Consultant Agreement & IR35 Review
What is IR35?
The Intermediaries Legislation, or IR35, has been around since 2000. The aim of the legislation is to remove the tax advantages that come from individuals providing services via a limited company, who are actually ‘disguised employees’ working for a client company.
Contractors and client companies alike commonly spend time ensuring that they do not fall foul of the off-payroll working rules, otherwise known as IR35.
This year, these rules are set to change in such a way that will likely result in the IR35 rules becoming more difficult to avoid.
Businesses and consultants alike are advised to get up to speed on the changes, which are due to come into effect in April 2020, to ensure they are not in breach of tax legislation.
LawBite can help!
Our expert IR35 lawyers can:
- We can check if your contract is legally sound and fit for purpose.
- Advice on typical questions on Consultancy (Freelancer/Contractor) Agreements.
Just £149 +vat for contracts up to 20 pages / 3-day turnaround.
Includes lawyer consultation to establish full requirements.
All lawyers are UK qualified, insured, regulated & experienced in small business legal matters.
What are the IR35 rules?
The IR35 rules are otherwise known as the Off-Payroll Working Rules.

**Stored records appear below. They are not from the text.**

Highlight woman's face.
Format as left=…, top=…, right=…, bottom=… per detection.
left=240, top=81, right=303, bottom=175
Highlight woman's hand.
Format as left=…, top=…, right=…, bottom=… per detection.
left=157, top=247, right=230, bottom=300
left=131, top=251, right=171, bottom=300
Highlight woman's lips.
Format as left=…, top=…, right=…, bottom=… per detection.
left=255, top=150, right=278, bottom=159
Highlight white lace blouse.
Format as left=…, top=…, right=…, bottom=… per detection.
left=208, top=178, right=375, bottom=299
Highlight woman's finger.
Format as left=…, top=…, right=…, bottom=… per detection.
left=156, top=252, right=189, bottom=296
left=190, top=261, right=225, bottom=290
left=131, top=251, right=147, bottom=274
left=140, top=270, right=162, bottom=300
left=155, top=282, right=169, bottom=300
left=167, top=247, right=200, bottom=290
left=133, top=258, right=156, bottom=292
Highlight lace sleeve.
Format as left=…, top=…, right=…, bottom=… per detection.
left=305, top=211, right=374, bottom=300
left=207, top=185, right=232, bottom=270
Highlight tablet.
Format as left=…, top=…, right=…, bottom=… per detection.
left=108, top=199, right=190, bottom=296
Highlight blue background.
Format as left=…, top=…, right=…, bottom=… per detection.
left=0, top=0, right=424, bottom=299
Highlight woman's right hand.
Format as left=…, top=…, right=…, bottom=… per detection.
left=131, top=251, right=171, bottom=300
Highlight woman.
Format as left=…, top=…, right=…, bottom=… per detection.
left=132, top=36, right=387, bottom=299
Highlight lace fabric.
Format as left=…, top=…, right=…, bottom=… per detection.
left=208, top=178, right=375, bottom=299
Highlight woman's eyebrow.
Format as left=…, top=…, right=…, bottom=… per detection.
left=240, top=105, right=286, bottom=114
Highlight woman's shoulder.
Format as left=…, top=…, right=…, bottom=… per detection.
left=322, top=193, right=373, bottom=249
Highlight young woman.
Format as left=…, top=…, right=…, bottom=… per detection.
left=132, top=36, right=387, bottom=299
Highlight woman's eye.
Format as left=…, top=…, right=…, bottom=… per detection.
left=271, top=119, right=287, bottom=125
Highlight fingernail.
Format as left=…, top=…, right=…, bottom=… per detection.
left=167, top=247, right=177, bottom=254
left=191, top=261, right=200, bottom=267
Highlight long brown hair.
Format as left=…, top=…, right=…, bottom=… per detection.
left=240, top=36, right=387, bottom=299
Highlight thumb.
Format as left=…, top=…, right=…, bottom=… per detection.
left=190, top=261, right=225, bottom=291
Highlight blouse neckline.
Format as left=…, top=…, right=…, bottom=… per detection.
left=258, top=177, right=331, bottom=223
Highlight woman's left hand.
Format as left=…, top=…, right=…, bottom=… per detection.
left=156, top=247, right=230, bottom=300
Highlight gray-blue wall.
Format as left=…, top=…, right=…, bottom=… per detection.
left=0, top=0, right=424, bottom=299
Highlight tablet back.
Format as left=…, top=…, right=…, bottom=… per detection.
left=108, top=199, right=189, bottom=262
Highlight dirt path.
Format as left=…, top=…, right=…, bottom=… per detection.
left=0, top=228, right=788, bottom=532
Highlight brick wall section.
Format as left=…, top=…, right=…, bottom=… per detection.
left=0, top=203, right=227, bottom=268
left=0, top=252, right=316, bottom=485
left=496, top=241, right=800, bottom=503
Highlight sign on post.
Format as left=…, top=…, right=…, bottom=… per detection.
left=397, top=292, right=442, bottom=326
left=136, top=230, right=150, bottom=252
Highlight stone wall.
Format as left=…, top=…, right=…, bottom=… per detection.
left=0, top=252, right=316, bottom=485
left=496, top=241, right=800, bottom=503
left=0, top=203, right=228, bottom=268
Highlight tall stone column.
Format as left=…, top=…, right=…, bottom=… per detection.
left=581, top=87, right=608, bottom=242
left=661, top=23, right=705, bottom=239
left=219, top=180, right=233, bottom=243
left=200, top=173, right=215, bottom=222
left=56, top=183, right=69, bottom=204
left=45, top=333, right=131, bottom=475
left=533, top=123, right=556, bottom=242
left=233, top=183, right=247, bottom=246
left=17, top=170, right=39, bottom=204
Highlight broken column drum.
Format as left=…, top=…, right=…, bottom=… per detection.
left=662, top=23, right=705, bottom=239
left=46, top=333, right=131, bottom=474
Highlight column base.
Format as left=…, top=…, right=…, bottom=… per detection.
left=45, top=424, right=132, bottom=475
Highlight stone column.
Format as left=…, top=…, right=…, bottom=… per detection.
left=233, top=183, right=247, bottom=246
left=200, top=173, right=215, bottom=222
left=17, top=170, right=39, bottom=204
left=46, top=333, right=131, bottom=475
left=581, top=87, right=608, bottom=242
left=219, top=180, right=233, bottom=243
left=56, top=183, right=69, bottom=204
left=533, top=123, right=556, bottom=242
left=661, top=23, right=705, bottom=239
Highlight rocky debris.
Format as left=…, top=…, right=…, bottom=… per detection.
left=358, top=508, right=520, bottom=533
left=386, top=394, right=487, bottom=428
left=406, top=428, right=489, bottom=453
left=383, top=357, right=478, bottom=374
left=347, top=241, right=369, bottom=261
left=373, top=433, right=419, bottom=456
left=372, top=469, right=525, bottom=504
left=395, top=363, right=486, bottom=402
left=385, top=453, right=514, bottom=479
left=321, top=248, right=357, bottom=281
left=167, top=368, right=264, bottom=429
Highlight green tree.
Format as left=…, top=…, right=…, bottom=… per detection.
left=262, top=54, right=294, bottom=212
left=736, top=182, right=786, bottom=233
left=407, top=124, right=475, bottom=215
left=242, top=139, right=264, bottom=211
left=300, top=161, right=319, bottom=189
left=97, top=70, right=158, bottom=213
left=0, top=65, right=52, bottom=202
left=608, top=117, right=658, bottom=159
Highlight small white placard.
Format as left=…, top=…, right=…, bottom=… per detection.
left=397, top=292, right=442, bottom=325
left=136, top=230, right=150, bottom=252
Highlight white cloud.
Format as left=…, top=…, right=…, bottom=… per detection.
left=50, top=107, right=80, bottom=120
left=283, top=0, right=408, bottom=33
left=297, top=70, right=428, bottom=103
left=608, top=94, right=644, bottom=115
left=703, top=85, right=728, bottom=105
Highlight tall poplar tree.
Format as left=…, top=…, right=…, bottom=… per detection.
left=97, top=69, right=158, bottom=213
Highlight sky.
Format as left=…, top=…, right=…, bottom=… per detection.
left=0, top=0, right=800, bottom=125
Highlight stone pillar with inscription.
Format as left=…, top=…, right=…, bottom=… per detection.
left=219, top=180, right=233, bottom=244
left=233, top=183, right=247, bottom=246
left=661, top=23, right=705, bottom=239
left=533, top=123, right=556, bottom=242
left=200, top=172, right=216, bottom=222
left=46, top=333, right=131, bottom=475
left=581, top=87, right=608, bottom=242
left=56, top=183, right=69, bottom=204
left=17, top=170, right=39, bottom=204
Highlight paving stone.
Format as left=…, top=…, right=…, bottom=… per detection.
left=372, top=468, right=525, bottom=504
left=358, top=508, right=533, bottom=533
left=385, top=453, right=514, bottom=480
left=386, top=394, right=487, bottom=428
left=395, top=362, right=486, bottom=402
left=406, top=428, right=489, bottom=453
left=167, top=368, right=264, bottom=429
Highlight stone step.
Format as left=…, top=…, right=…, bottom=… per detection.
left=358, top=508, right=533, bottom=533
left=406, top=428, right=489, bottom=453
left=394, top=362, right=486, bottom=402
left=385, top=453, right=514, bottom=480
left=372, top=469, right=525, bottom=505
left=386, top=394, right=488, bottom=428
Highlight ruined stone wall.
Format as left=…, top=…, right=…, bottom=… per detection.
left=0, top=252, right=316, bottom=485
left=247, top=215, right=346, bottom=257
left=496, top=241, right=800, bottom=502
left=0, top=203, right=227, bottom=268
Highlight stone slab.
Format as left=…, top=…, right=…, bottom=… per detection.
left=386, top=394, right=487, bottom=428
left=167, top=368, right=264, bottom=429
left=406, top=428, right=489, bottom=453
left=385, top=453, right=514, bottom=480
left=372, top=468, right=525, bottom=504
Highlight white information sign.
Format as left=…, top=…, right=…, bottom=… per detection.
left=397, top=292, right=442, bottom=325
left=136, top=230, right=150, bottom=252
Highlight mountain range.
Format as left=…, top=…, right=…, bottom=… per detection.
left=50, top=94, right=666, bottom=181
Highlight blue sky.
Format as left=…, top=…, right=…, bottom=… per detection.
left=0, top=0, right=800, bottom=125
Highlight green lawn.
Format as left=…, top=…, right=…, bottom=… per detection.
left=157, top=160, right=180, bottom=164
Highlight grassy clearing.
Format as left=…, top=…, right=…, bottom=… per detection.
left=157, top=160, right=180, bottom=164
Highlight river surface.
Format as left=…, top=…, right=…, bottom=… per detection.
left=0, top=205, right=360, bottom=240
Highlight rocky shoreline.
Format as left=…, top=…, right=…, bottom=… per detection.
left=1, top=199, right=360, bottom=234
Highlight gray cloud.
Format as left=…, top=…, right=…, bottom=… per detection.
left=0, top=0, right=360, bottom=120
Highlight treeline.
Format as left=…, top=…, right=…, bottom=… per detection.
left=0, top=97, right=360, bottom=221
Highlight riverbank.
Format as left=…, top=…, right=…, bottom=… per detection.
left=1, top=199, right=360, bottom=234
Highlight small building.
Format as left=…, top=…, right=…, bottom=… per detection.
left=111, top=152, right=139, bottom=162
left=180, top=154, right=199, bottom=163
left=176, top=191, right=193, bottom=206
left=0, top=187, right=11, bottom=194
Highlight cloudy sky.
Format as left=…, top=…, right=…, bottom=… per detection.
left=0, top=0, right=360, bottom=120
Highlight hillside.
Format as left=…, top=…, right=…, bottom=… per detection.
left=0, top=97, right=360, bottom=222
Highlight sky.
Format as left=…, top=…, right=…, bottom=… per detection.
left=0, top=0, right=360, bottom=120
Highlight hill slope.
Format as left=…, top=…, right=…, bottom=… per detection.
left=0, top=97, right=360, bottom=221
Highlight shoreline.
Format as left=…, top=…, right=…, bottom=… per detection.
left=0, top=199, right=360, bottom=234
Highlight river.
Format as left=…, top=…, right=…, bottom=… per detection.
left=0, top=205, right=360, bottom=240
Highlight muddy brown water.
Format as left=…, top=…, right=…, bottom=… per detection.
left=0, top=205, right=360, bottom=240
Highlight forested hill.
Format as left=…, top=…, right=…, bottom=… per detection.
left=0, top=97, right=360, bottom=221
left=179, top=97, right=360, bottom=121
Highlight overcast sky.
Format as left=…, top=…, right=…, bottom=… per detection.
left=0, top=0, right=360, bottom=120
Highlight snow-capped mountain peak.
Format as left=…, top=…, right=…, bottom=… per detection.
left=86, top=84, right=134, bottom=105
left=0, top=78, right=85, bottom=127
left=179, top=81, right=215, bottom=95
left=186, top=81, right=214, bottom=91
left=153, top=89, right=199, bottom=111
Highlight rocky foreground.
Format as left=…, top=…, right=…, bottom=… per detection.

They apply to individuals who provide services to a company through an intermediary (normally a personal service company).
These individuals are often called ‘disguised employees’ and ensure that those individuals pay the same income tax and national insurance as regular employees.
When does IR35 start?
The IR35 rules are already effective, but the responsibility for making sure the individual is paying the correct tax lies with the individual. However, from 6 April, the responsibility will be on the client company to decide whether the IR35 rules apply.
Why was IR35 introduced?
IR35 was introduced to tackle the problem of ‘disguised employees’, who weren’t paying the correct level of tax.
Is IR35 the end of contracting?
Not necessarily – if you are a legitimate contractor, with multiple clients and you are genuinely a service provider for an organisation, then the IR35 rules likely will not apply to you, and you can still operate as a contractor.
How does IR35 affect contractors?
If you are a contractor that operates through a limited company, for only one client, or you are, in reality, an employee of your client, you will likely to be treated as an employee for tax purposes. This means that your client will have to start holding back income tax and national insurance from your fee.
Will IR35 be delayed?
The UK Government has started a review into the IR35 changes coming into effect in April. The review is due to conclude mid-February, after which time we will have more information.
Is there an IR35 calculator?
HMRC has made available a useful survey which can help you determine whether you or your contractors fall within IR35: https://www.gov.uk/guidance/check-employment-status-for-tax
Will IR35 hit the private sector?
Yes, and it currently impacts the private sector. The changes to IR35 will impact large and medium private organisations, which is any business which meets two or more of the following criteria:
- Annual turnover is more than £10.2 million
- Balance sheet total is more than £5.1 million
- More than 50 employees
Are umbrella companies IR35 compliant?
Umbrella companies do not ‘solve the IR35 problem’. If you work as an employee for an umbrella company, you will be treated as an employee, and will pay income tax and national insurance at the source.
If you work through your own limited company, via an umbrella company, but you fall within the IR35 rules, you will also be treated as an employee, and taxed accordingly.
What is the risk of IR35?
If you do not pay tax as an employee, but are within the scope of the IR35 rules, the penalty is 30% of unpaid tax, for a careless error. For deliberate errors, the penalty is 70% of unpaid tax. The penalty is 100% of unpaid tax if you knew you were inside IR35, deliberately did not calculate the right tax, and tried to cover up the underpayment.
How common are IR35 investigations?
HMRC carries out 250 new IR35 investigations in every tax year. They can investigate anyone, and do so on a risk-based assessment.